As it happened, we actually experienced two launches today.
We saw the first at the space center visitors’ viewing area about 4 miles from Launch Complex 39A. That was close enough to hear the rumble of the engines and a loud sonic boom when the booster landed about 7 miles away at Cape Canaveral.
I was surprised at how small the rocket looked from the grandstands and artificial turf where we stood with our iPhones recording. It looked like a knife tearing a rip in a blue cloth as the Falcon 9 rose up from the treeline into blue sky.
On the other side of a cloud, Falcon 9 made a graceful arc out over the Atlantic and left a contrail behind it.
We all jumped when the sonic boom reached us from the booster’s perfect landing eight minutes after the launch.
When we checked into the Marriott last night, we were surprised to see a notice stating that a rocket was going to be launched at 8:22 pm. The desk clerk said the best place to watch would be near where we had parked Pebbles for the night.
Launch time came and went with no rocket.
The guy who did the color commentary at today’s noon launch said weather caused the delay last night. The rescheduled launch was just after 4 pm today.
It was wicked hot at the visitors center. We were not tempted to stay another four hours to watch the second rocket. We stopped at the Orbit Cafe for lunch on our way to the parking lot.
Back here at the hotel, after a nap, we stood at our window at 4 pm and saw nothing. But at 4:30 as I was doing sitting meditation on the bed, we heard a familiar low rumble outside. We never did see the rocket, but there was no mistaking the powerful distant roar of it.
The Falcon 9 that we watched earlier today has been launched and retrieved 23 times. Its payload was a four-ton satellite that will be placed in a geosynchronous orbit over South Korea. The one we heard but didn’t see placed another 24 Starlink satellites into orbit to provide worldwide Internet service.
Power and precision.

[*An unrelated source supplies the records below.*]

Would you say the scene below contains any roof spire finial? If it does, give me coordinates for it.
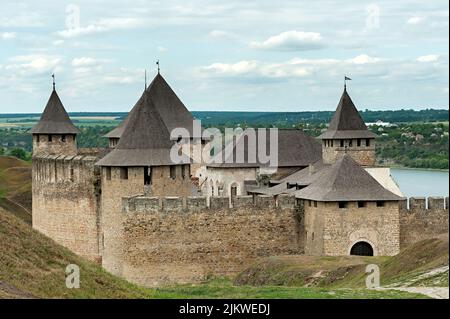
[144,69,147,90]
[344,76,352,91]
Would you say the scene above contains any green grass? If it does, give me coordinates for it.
[410,271,448,287]
[235,235,448,289]
[0,208,424,299]
[152,279,426,299]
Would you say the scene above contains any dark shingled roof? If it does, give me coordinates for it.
[30,90,80,134]
[208,129,322,168]
[318,88,376,139]
[295,154,403,202]
[105,74,200,138]
[97,93,190,166]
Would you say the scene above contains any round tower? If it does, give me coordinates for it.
[30,83,80,155]
[97,76,193,275]
[318,87,376,166]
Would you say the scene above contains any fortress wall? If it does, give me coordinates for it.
[101,167,144,276]
[400,197,448,249]
[122,196,303,286]
[319,201,400,256]
[322,139,375,166]
[32,155,101,262]
[33,134,77,155]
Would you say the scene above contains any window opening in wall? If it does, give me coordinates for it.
[144,166,152,185]
[377,201,384,207]
[120,167,128,179]
[170,165,177,179]
[358,201,367,208]
[339,202,348,208]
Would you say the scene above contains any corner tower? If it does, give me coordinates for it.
[97,88,193,277]
[30,85,80,155]
[318,87,376,166]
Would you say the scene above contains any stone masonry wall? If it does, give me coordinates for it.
[122,196,303,286]
[32,155,100,262]
[322,139,375,166]
[101,166,192,276]
[318,201,400,256]
[400,197,449,249]
[33,134,77,155]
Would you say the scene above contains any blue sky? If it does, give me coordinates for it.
[0,0,449,113]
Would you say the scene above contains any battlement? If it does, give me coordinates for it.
[122,195,449,214]
[400,196,449,213]
[122,195,296,213]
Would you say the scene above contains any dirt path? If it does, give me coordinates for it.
[379,266,449,299]
[387,287,449,299]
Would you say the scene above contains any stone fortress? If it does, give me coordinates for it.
[31,73,448,286]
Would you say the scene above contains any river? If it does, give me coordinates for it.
[391,168,449,197]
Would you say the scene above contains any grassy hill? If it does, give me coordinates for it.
[0,156,31,224]
[235,234,449,288]
[0,208,424,298]
[0,157,438,298]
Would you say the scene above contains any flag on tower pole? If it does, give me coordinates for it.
[344,76,352,89]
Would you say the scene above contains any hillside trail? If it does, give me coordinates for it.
[378,266,449,299]
[5,197,32,216]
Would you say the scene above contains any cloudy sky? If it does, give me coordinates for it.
[0,0,449,113]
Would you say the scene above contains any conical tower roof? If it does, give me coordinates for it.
[30,89,80,134]
[318,88,376,139]
[105,73,200,138]
[295,154,403,202]
[97,92,190,166]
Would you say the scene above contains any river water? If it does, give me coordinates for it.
[391,168,449,197]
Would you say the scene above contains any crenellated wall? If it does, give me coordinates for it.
[122,196,303,286]
[400,197,449,249]
[32,155,101,262]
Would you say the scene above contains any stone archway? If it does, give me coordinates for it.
[350,241,374,256]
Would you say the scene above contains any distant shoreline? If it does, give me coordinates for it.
[389,166,449,173]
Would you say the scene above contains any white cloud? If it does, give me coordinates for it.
[56,18,143,38]
[417,54,440,62]
[72,57,99,67]
[350,54,380,64]
[406,16,425,25]
[208,30,235,38]
[196,54,435,82]
[250,31,323,51]
[0,32,17,40]
[5,54,62,73]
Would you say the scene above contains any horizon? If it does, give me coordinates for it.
[0,0,449,113]
[0,107,450,115]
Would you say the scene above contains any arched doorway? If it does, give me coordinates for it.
[350,241,373,256]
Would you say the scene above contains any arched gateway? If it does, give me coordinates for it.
[350,241,373,256]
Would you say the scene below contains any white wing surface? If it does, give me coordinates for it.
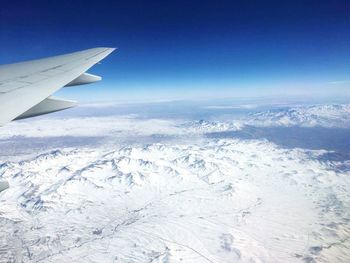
[0,48,114,126]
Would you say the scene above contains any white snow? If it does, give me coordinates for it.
[0,102,350,263]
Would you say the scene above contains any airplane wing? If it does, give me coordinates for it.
[0,48,114,126]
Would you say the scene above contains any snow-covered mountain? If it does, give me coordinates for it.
[0,140,350,262]
[247,104,350,128]
[0,105,350,262]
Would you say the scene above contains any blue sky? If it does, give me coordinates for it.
[0,0,350,101]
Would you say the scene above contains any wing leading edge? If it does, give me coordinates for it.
[0,48,115,126]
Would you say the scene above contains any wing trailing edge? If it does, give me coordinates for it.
[15,97,77,120]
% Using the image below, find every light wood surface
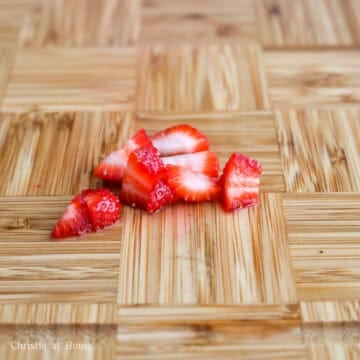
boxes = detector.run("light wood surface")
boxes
[0,0,360,360]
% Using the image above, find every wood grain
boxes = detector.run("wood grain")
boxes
[0,46,15,109]
[135,112,285,192]
[276,109,360,192]
[117,306,306,359]
[0,196,121,304]
[143,0,255,14]
[19,0,141,47]
[309,343,360,360]
[256,0,355,47]
[0,0,38,46]
[0,0,360,360]
[137,45,269,112]
[0,112,133,195]
[0,324,116,360]
[0,303,117,325]
[264,50,360,108]
[140,0,257,44]
[300,300,360,323]
[3,48,136,112]
[283,193,360,301]
[117,194,296,305]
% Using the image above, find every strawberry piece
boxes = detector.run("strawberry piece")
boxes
[220,153,262,211]
[166,165,221,202]
[120,145,174,213]
[161,151,219,179]
[151,124,209,156]
[94,129,151,183]
[51,195,93,239]
[81,189,121,231]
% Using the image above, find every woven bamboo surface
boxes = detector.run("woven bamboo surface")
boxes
[0,0,360,360]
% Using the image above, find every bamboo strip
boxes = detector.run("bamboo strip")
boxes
[0,112,133,195]
[117,194,296,305]
[309,342,360,360]
[264,49,360,108]
[0,325,116,360]
[300,300,360,323]
[117,310,305,359]
[0,303,116,325]
[0,197,121,303]
[3,47,136,112]
[0,46,15,107]
[137,44,269,111]
[19,0,141,48]
[118,304,300,326]
[276,109,360,192]
[256,0,355,47]
[283,193,360,301]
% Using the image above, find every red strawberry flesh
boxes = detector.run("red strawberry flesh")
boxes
[166,166,221,202]
[120,145,174,213]
[51,195,93,239]
[94,129,151,183]
[161,151,219,179]
[151,124,209,156]
[81,189,121,231]
[220,153,262,211]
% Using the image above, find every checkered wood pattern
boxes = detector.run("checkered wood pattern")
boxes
[0,0,360,360]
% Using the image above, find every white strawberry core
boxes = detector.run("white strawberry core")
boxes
[226,172,260,197]
[63,204,77,220]
[153,133,196,154]
[182,171,212,192]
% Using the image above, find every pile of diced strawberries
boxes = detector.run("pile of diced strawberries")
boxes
[52,124,262,238]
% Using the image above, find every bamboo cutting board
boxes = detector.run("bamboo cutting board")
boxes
[0,0,360,360]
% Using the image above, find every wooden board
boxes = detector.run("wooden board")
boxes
[0,0,360,360]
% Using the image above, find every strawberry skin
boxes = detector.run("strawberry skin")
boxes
[166,165,221,202]
[120,145,174,213]
[220,153,262,211]
[81,189,121,231]
[51,195,93,239]
[151,124,209,156]
[94,129,151,183]
[161,151,219,179]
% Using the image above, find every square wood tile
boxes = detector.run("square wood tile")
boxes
[3,47,136,112]
[256,0,359,47]
[117,194,296,305]
[264,50,360,108]
[0,112,133,196]
[19,0,141,47]
[140,0,257,43]
[283,193,360,301]
[276,109,360,193]
[137,45,269,112]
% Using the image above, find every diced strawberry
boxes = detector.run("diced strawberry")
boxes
[220,153,262,211]
[51,195,93,239]
[161,151,219,179]
[166,165,221,202]
[81,189,121,231]
[151,124,209,156]
[120,145,174,213]
[94,129,151,183]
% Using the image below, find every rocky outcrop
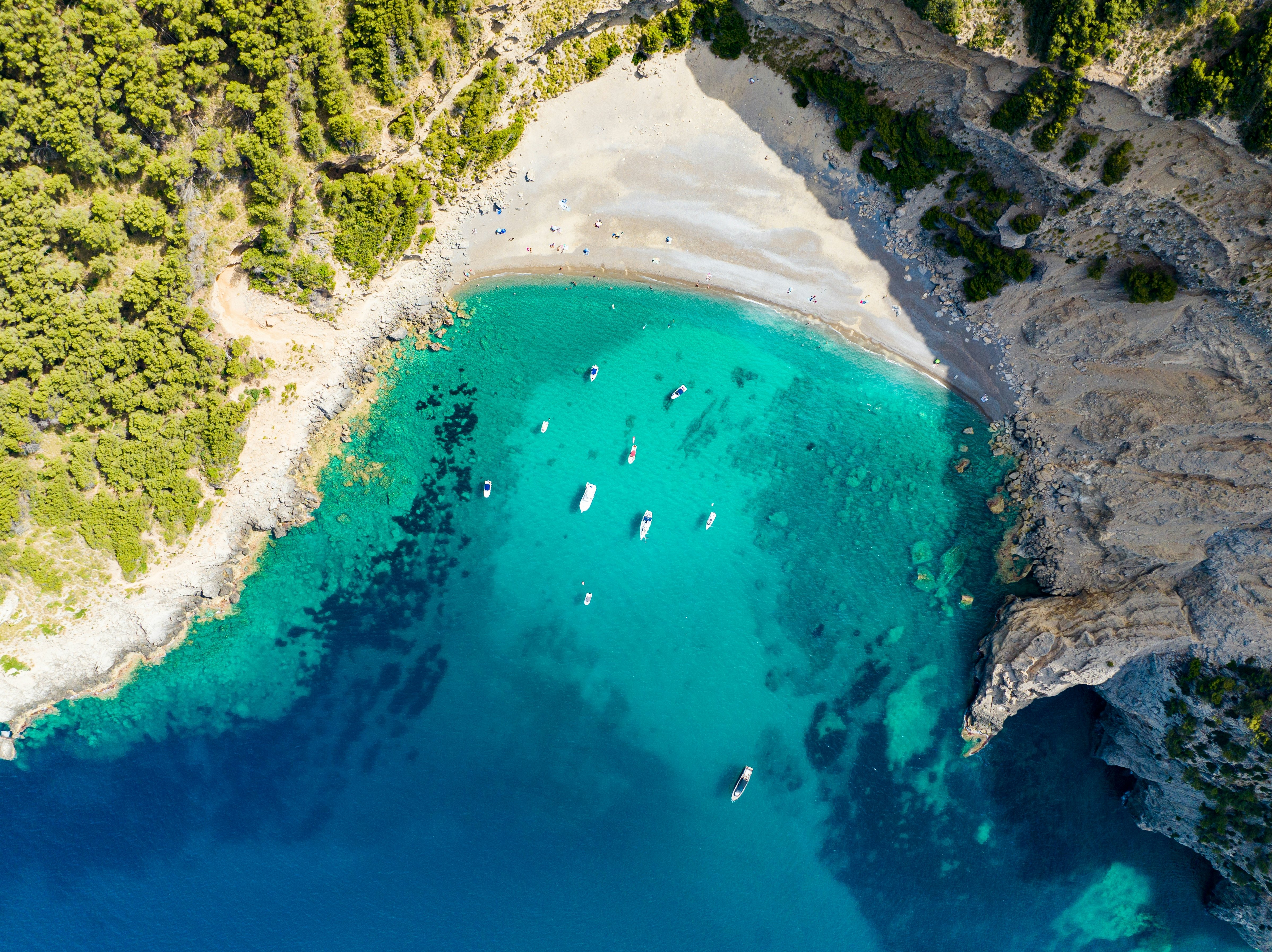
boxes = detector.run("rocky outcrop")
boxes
[963,585,1196,753]
[707,0,1272,949]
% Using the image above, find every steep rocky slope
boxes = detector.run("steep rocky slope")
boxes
[722,0,1272,948]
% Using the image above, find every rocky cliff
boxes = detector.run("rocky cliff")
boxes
[687,0,1272,948]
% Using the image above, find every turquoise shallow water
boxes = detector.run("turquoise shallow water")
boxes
[0,278,1239,952]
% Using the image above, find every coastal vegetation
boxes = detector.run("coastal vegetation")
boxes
[0,0,524,581]
[990,66,1089,153]
[1100,138,1135,186]
[1168,9,1272,155]
[1163,657,1272,888]
[1122,264,1178,304]
[1011,212,1042,235]
[789,69,972,202]
[1024,0,1151,70]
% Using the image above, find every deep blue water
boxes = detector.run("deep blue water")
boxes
[0,280,1241,952]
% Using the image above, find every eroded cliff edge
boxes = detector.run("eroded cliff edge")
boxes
[717,0,1272,948]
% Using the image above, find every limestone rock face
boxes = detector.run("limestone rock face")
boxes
[963,583,1196,753]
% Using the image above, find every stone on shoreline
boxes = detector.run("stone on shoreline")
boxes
[314,384,353,419]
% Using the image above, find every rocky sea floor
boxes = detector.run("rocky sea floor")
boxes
[0,278,1241,949]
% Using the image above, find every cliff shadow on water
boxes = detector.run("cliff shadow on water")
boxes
[6,278,1241,952]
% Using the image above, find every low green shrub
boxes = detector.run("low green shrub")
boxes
[1122,264,1178,304]
[323,165,431,281]
[990,66,1089,153]
[790,69,972,202]
[1100,140,1133,186]
[1011,212,1042,235]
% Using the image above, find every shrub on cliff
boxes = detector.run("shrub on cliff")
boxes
[990,66,1089,153]
[322,165,431,281]
[1024,0,1151,70]
[1122,264,1177,304]
[906,0,962,37]
[1168,8,1272,155]
[1011,212,1042,235]
[1100,140,1133,186]
[693,0,751,60]
[790,69,972,202]
[1166,57,1232,119]
[932,211,1034,301]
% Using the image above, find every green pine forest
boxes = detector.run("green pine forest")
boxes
[0,0,524,590]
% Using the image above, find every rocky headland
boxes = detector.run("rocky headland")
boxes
[0,0,1272,948]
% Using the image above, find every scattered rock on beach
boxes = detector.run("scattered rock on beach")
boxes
[316,384,353,419]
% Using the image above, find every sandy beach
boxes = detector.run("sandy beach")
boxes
[444,45,1010,418]
[0,48,1011,736]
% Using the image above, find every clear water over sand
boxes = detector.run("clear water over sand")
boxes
[0,278,1240,952]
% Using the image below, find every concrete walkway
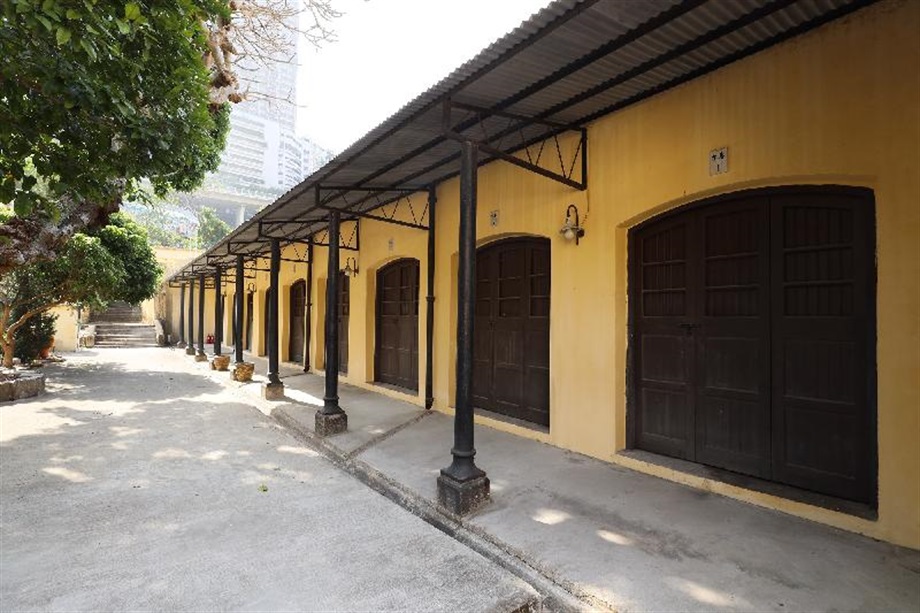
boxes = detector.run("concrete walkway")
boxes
[0,349,920,611]
[0,348,540,611]
[225,346,920,611]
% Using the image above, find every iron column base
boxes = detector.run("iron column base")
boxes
[314,410,348,436]
[262,382,284,400]
[438,470,491,515]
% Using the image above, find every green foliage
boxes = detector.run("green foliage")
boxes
[97,213,163,304]
[128,202,198,249]
[198,207,232,249]
[13,311,57,364]
[0,0,229,219]
[0,234,125,312]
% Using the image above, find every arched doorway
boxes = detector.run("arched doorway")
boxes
[262,287,273,356]
[288,280,307,362]
[629,187,876,503]
[339,272,351,374]
[246,292,254,351]
[374,258,419,390]
[473,238,551,426]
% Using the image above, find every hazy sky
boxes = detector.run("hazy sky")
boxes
[297,0,550,153]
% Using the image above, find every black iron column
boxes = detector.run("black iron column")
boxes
[185,279,195,355]
[438,141,489,515]
[214,266,224,356]
[303,236,313,372]
[316,211,348,436]
[176,283,185,349]
[195,273,208,362]
[233,255,246,364]
[262,238,284,400]
[425,186,438,409]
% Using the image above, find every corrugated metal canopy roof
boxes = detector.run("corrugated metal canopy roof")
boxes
[173,0,875,279]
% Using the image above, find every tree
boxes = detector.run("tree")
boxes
[0,0,337,274]
[0,207,162,368]
[198,206,231,249]
[0,234,125,368]
[0,0,229,272]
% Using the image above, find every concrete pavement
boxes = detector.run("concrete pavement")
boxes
[234,346,920,611]
[0,349,920,611]
[0,348,538,611]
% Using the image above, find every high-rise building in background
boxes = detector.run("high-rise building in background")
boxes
[170,26,332,230]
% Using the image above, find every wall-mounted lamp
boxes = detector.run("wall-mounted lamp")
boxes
[559,204,585,245]
[342,258,358,277]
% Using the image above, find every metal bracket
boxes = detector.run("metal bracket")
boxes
[442,99,588,191]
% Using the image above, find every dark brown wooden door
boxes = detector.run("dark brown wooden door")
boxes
[473,238,550,426]
[339,273,351,374]
[246,292,254,351]
[771,191,877,502]
[288,281,307,362]
[630,189,875,502]
[374,259,419,390]
[262,287,272,356]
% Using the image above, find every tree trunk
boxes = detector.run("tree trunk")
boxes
[0,341,16,368]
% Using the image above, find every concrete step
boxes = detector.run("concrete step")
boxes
[95,322,157,347]
[91,302,143,323]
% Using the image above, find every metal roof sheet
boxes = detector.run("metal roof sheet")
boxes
[172,0,875,279]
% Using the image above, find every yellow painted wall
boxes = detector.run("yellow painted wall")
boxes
[51,305,80,352]
[435,0,920,547]
[162,0,920,547]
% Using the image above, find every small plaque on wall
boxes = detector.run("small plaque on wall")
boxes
[709,147,728,176]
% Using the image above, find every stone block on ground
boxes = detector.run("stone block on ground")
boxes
[0,372,45,402]
[211,355,230,370]
[438,471,490,515]
[230,362,256,383]
[262,383,284,400]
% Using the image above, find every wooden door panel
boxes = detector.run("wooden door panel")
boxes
[772,193,875,502]
[374,259,419,390]
[630,188,877,503]
[689,197,770,477]
[632,218,696,460]
[473,239,550,426]
[638,384,693,460]
[288,281,307,362]
[246,292,254,351]
[338,273,351,374]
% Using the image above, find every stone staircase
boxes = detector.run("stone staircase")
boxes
[90,302,157,347]
[90,302,144,324]
[95,322,157,347]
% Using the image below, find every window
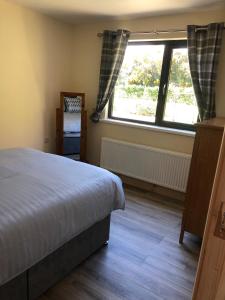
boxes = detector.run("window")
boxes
[108,40,198,130]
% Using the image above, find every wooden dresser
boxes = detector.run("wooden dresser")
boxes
[179,118,225,243]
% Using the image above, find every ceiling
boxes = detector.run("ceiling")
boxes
[11,0,225,24]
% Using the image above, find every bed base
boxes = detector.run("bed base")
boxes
[0,215,110,300]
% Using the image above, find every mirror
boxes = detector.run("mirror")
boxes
[56,92,87,161]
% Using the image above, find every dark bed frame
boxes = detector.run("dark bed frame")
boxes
[0,215,110,300]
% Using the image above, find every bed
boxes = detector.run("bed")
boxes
[0,149,125,300]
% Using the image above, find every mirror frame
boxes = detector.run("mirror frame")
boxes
[56,92,87,162]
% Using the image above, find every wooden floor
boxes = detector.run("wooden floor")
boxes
[39,189,200,300]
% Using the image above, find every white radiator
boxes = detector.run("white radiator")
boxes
[100,138,191,192]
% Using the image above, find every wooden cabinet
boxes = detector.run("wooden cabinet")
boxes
[180,118,225,243]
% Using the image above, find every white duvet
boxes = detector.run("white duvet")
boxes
[0,149,125,285]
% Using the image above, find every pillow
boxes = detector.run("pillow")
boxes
[64,96,81,113]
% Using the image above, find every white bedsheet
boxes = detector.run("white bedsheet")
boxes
[0,149,125,285]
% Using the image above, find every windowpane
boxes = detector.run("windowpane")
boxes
[111,44,165,122]
[163,48,198,124]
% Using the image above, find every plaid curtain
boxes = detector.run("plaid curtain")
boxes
[91,29,129,123]
[187,23,224,121]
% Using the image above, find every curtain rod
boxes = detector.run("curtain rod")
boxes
[97,27,225,37]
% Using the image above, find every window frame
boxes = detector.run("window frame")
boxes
[108,40,197,131]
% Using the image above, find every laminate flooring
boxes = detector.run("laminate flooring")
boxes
[38,189,200,300]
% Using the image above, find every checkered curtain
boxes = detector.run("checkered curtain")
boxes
[91,29,129,123]
[187,23,224,121]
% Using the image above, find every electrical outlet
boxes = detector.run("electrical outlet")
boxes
[44,138,49,144]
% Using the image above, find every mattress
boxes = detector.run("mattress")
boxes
[0,149,125,285]
[63,112,81,132]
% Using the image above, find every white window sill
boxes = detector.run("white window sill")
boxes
[100,119,195,137]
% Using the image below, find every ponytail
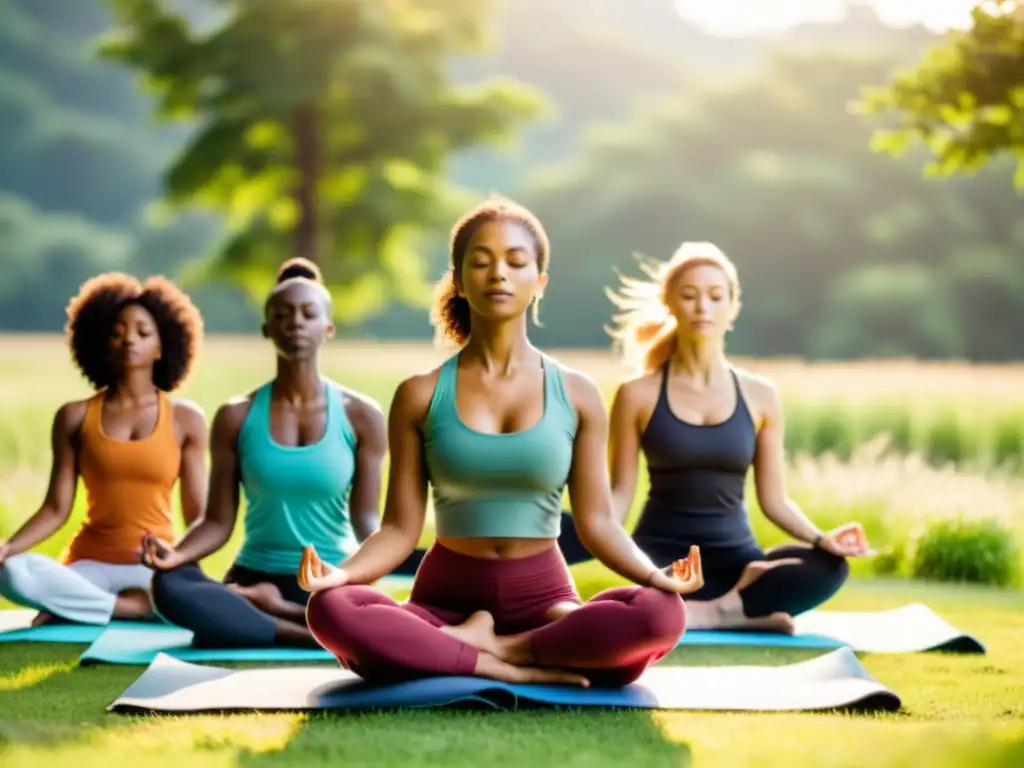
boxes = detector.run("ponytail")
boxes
[605,278,677,374]
[430,268,470,348]
[278,256,324,285]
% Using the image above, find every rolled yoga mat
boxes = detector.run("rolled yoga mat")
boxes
[0,575,413,651]
[79,625,337,667]
[108,648,901,714]
[679,603,985,654]
[80,604,985,666]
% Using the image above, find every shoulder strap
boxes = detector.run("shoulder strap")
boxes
[81,397,104,436]
[239,381,273,448]
[331,377,358,451]
[427,352,459,422]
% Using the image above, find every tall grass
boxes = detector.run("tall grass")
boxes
[0,336,1024,572]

Those were my impressions from the Kennedy Space Center today.
I was 10 years old when Alan Shepard’s Freedom 7 capsule was launched here. I clearly remember watching Walter Cronkite’s sonorous reporting of that launch, which included this:
The world can have no doubts that we did it. And the man who did it was Alan Shephard Jr. History was made today, and you were an eyewitness. Your correspondent, Walter Cronkite.
It took me 64 years to have the chance to witness a rocket launch in person. I’ll never forget it.